Wherein, the micro-channel or micro-channel array in the step (1) can be in any shape and in any number.
Wherein, the drying temperature of the step (2), the step (4) and the step (5) is 70 ℃; the drying time in the step (2) is 8 hours, the drying time in the step (4) is 8 hours, and the drying time in the step (5) is 10 hours.
Wherein, the treatment time of the plasma cleaning machine in the step (3), the step (8) and the step (9) is 5-10 min, 1min and 1min respectively.
And (4) setting the centrifugal rotating speed in the step (5) according to actual requirements.
The third purpose of the invention is realized by the following technical scheme:
an application of a microfluidic chip in combination with a two-step microsphere competition method in C-reactive protein detection.

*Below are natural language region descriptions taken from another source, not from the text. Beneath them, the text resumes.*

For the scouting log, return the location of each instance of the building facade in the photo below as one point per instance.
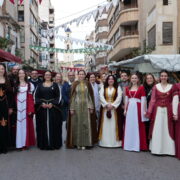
(90, 59)
(29, 21)
(141, 26)
(47, 18)
(101, 35)
(9, 27)
(68, 58)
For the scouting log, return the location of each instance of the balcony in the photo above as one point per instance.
(129, 16)
(124, 46)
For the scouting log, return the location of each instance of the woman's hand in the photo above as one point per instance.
(91, 111)
(50, 105)
(44, 105)
(72, 112)
(175, 117)
(10, 111)
(29, 113)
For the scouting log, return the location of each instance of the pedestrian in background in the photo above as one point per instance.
(82, 128)
(149, 82)
(25, 136)
(5, 108)
(160, 113)
(110, 126)
(48, 116)
(135, 109)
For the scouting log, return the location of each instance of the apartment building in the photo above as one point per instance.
(123, 29)
(161, 22)
(46, 14)
(143, 25)
(90, 59)
(29, 21)
(101, 35)
(9, 27)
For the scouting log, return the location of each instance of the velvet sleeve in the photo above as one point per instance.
(152, 102)
(57, 96)
(37, 95)
(143, 105)
(126, 98)
(117, 102)
(103, 101)
(175, 100)
(66, 93)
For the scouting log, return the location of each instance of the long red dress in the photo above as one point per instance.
(161, 120)
(25, 135)
(135, 134)
(177, 127)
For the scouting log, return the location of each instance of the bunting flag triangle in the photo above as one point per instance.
(12, 1)
(1, 2)
(21, 1)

Preferably, the microfluidic chip is combined with the application of a two-step microsphere competition method in C-reactive protein detection, and the two-step immune microsphere competition strategy specifically comprises the following steps:
1) firstly, preparing microspheres modified with antibodies and magnetic particles modified with antigens;
2) then sucking a sample to be detected containing the antigen and mixing and culturing the sample with 10-90% of the microsphere solution modified with the antibody for reaction;
3) adding the rest of the antibody-modified microsphere solution in the step 2) again, reacting, adding antigen-modified magnetic particles with the same volume as the microsphere solution, and incubating;
4) finally, removing the immune microspheres combined with the magnetic particles and the free nano magnetic particles from the solution obtained in the step 3) of magnetic separation.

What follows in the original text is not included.